Friday, September 20, 2024

Google Hit With Typosquatting Class Action

Harvard Business School professor Benjamin Edelman believes Google is profiting from and encouraging typosquatting by placing ads on trademark infringing made-for-AdSense websites. As co-counsel in a class action suit, Edelman suggests Google could be making money from a million domains or more.

Typosquatting is the practice of registering a domain that is an errant version of a popular website in order to gain traffic and ad clicks from people who misspell or mistype their intended domain. For example, one might type bankofamrica.com instead of bankofamerica.com. Typosquatting has been illegal in the States since 1999, and is considered trademark infringement in most countries.

In a recent report for McAfee, Edelman said more than 80,000 typosquatting domains for the top 2,000 websites, and singled out Google as the largest ad network contributing to the viability of these sites.

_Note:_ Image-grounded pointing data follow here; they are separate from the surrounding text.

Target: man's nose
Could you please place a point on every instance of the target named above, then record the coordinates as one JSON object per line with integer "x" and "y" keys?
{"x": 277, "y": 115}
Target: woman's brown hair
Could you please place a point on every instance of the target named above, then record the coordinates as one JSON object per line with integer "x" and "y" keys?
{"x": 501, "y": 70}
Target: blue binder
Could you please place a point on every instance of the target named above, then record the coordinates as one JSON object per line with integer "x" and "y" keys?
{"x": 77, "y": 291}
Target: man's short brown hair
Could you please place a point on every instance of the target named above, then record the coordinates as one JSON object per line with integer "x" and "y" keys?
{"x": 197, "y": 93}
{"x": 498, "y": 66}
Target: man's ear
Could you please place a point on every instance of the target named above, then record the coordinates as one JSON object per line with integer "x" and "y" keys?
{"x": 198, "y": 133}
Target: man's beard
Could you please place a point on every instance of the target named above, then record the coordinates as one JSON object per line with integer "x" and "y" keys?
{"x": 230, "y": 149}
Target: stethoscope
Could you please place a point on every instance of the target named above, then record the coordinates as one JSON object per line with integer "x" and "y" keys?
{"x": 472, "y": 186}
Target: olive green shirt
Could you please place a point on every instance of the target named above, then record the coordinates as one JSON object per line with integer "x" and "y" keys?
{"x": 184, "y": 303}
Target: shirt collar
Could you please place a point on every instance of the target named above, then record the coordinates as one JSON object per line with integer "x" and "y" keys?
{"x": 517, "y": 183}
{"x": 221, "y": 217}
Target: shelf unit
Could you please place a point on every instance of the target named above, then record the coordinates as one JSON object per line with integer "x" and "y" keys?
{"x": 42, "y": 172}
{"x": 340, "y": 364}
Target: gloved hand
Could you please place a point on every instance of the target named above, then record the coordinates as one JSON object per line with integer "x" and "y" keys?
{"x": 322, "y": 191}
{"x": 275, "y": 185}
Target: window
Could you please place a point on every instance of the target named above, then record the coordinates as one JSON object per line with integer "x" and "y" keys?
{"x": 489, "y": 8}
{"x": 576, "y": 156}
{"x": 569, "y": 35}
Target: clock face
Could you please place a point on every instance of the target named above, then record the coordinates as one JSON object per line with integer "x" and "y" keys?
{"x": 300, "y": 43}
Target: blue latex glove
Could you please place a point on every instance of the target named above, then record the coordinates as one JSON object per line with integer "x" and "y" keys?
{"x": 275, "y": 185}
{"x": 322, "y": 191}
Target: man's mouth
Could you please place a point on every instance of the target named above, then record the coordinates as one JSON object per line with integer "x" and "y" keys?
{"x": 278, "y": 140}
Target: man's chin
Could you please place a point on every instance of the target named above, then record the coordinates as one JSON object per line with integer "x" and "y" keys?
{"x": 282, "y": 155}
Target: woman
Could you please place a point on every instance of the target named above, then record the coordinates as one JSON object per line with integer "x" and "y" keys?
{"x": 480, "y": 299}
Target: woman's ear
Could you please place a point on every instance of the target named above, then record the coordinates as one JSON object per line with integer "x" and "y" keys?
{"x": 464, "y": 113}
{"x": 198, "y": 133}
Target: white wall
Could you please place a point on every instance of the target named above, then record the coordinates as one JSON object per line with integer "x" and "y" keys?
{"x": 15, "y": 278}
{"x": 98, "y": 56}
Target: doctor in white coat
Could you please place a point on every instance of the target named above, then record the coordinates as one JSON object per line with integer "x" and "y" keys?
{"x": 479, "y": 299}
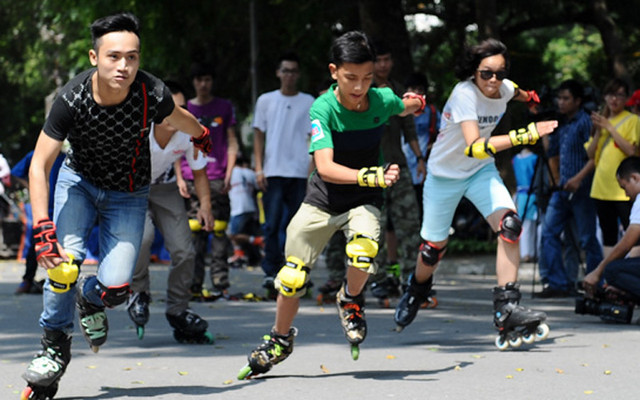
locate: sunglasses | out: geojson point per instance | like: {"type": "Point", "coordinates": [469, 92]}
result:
{"type": "Point", "coordinates": [487, 74]}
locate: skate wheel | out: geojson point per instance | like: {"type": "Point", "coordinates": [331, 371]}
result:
{"type": "Point", "coordinates": [26, 393]}
{"type": "Point", "coordinates": [542, 332]}
{"type": "Point", "coordinates": [501, 343]}
{"type": "Point", "coordinates": [209, 339]}
{"type": "Point", "coordinates": [384, 303]}
{"type": "Point", "coordinates": [140, 332]}
{"type": "Point", "coordinates": [355, 352]}
{"type": "Point", "coordinates": [528, 339]}
{"type": "Point", "coordinates": [244, 373]}
{"type": "Point", "coordinates": [515, 343]}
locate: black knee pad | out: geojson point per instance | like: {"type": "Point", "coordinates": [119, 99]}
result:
{"type": "Point", "coordinates": [430, 253]}
{"type": "Point", "coordinates": [115, 295]}
{"type": "Point", "coordinates": [510, 227]}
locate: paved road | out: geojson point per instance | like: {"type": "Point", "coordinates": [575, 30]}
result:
{"type": "Point", "coordinates": [447, 353]}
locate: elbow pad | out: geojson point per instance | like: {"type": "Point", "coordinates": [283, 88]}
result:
{"type": "Point", "coordinates": [480, 150]}
{"type": "Point", "coordinates": [524, 136]}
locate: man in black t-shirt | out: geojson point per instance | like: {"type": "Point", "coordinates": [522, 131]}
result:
{"type": "Point", "coordinates": [105, 114]}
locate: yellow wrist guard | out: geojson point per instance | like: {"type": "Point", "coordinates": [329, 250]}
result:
{"type": "Point", "coordinates": [524, 136]}
{"type": "Point", "coordinates": [372, 177]}
{"type": "Point", "coordinates": [480, 150]}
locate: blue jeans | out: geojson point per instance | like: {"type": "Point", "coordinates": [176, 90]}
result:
{"type": "Point", "coordinates": [561, 206]}
{"type": "Point", "coordinates": [281, 201]}
{"type": "Point", "coordinates": [79, 205]}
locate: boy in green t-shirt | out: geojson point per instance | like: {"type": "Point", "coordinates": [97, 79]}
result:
{"type": "Point", "coordinates": [344, 193]}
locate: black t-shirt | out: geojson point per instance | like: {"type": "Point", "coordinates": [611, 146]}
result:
{"type": "Point", "coordinates": [109, 145]}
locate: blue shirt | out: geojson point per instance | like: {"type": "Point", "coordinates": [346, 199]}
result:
{"type": "Point", "coordinates": [568, 143]}
{"type": "Point", "coordinates": [423, 122]}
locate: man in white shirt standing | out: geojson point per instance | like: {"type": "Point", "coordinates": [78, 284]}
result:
{"type": "Point", "coordinates": [167, 212]}
{"type": "Point", "coordinates": [281, 151]}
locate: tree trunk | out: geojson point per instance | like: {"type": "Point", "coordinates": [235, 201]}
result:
{"type": "Point", "coordinates": [610, 39]}
{"type": "Point", "coordinates": [384, 20]}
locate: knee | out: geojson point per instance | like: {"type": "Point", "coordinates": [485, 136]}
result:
{"type": "Point", "coordinates": [292, 278]}
{"type": "Point", "coordinates": [361, 250]}
{"type": "Point", "coordinates": [510, 227]}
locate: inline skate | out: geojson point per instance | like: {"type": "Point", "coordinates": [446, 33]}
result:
{"type": "Point", "coordinates": [138, 309]}
{"type": "Point", "coordinates": [412, 300]}
{"type": "Point", "coordinates": [352, 319]}
{"type": "Point", "coordinates": [189, 328]}
{"type": "Point", "coordinates": [93, 319]}
{"type": "Point", "coordinates": [274, 349]}
{"type": "Point", "coordinates": [515, 323]}
{"type": "Point", "coordinates": [47, 367]}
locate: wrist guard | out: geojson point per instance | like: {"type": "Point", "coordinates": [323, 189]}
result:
{"type": "Point", "coordinates": [480, 150]}
{"type": "Point", "coordinates": [372, 176]}
{"type": "Point", "coordinates": [202, 142]}
{"type": "Point", "coordinates": [524, 136]}
{"type": "Point", "coordinates": [45, 239]}
{"type": "Point", "coordinates": [421, 97]}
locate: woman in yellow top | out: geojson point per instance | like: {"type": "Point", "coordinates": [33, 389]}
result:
{"type": "Point", "coordinates": [617, 135]}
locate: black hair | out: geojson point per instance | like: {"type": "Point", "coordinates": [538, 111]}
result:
{"type": "Point", "coordinates": [199, 69]}
{"type": "Point", "coordinates": [574, 87]}
{"type": "Point", "coordinates": [614, 85]}
{"type": "Point", "coordinates": [473, 56]}
{"type": "Point", "coordinates": [174, 87]}
{"type": "Point", "coordinates": [417, 79]}
{"type": "Point", "coordinates": [628, 166]}
{"type": "Point", "coordinates": [288, 56]}
{"type": "Point", "coordinates": [114, 23]}
{"type": "Point", "coordinates": [352, 47]}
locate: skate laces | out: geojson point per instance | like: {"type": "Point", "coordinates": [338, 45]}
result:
{"type": "Point", "coordinates": [93, 324]}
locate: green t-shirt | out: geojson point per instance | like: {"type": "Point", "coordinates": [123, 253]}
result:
{"type": "Point", "coordinates": [355, 140]}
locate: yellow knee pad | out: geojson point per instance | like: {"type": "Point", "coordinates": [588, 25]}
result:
{"type": "Point", "coordinates": [219, 227]}
{"type": "Point", "coordinates": [292, 277]}
{"type": "Point", "coordinates": [62, 277]}
{"type": "Point", "coordinates": [361, 250]}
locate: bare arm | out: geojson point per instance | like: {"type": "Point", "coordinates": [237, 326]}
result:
{"type": "Point", "coordinates": [45, 154]}
{"type": "Point", "coordinates": [602, 122]}
{"type": "Point", "coordinates": [333, 172]}
{"type": "Point", "coordinates": [203, 191]}
{"type": "Point", "coordinates": [232, 154]}
{"type": "Point", "coordinates": [258, 156]}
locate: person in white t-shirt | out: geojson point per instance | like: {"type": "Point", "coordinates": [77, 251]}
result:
{"type": "Point", "coordinates": [243, 226]}
{"type": "Point", "coordinates": [281, 153]}
{"type": "Point", "coordinates": [461, 164]}
{"type": "Point", "coordinates": [167, 212]}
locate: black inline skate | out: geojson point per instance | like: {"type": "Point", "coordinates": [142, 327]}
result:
{"type": "Point", "coordinates": [190, 328]}
{"type": "Point", "coordinates": [412, 300]}
{"type": "Point", "coordinates": [93, 319]}
{"type": "Point", "coordinates": [515, 323]}
{"type": "Point", "coordinates": [274, 349]}
{"type": "Point", "coordinates": [47, 367]}
{"type": "Point", "coordinates": [138, 309]}
{"type": "Point", "coordinates": [328, 291]}
{"type": "Point", "coordinates": [351, 314]}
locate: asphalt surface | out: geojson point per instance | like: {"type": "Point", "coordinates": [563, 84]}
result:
{"type": "Point", "coordinates": [447, 353]}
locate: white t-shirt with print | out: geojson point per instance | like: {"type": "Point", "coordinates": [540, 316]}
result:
{"type": "Point", "coordinates": [162, 159]}
{"type": "Point", "coordinates": [466, 103]}
{"type": "Point", "coordinates": [286, 126]}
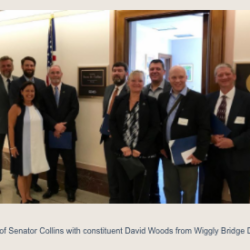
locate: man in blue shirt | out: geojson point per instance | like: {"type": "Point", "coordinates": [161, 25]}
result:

“The largest network in this space is Google, whose AdSense for Domains product and other domain-syndication products serve ads on more than 80 percent of the typosquatting sites recently uncovered by
SiteAdvisor technology,” Edelman wrote.

In that same report, freecreditreport.com was the most targeted, with 742 typosquatting domains registered, followed by cartoonnetwork.com (kids’ sites are often targeted) with 327, youtube.com with 320, craigslist.org with 318, and Google’s own blogspot.com with 276.

Google Hit With Typosquatting Class Action
In an article for The Harvard Crimson, Edelman low-ball estimated a million sites earning $25 per year for the owners, meaning Google was likely charging between $32-$50, equaling at least $32 million annual gross for Google. Edelman believes it could be more (it could also be less, though).

Because of the range of companies indicated with possible trademark infringement cases, the suit has been filed as a class action. “We believe class action adjudication is the most efficient way to resolve these companies’ complaints,” Edelman said in The Crimson. “It would be unreasonably complicated, costly, and time-consuming for all trademark holders to sue separately.”

If Google were to abandon the typosquatting industry, he argues, it could be far less of a problem. In a standard statement to the press, Google has said the lawsuit’s claims are “baseless” and that the company would fight the suit vigorously.

If all true, it’s interesting Google would be so lax in dealing with typosquatting domainers. For all the company’s noble efforts to fight other shady practices like malware—most definitely a concern with squatters—various link spam techniques (and paid links certainly), and deceptive marketing tactics, aiding and profiting from typosquatting would be a definite stain on the company’s overall reputation.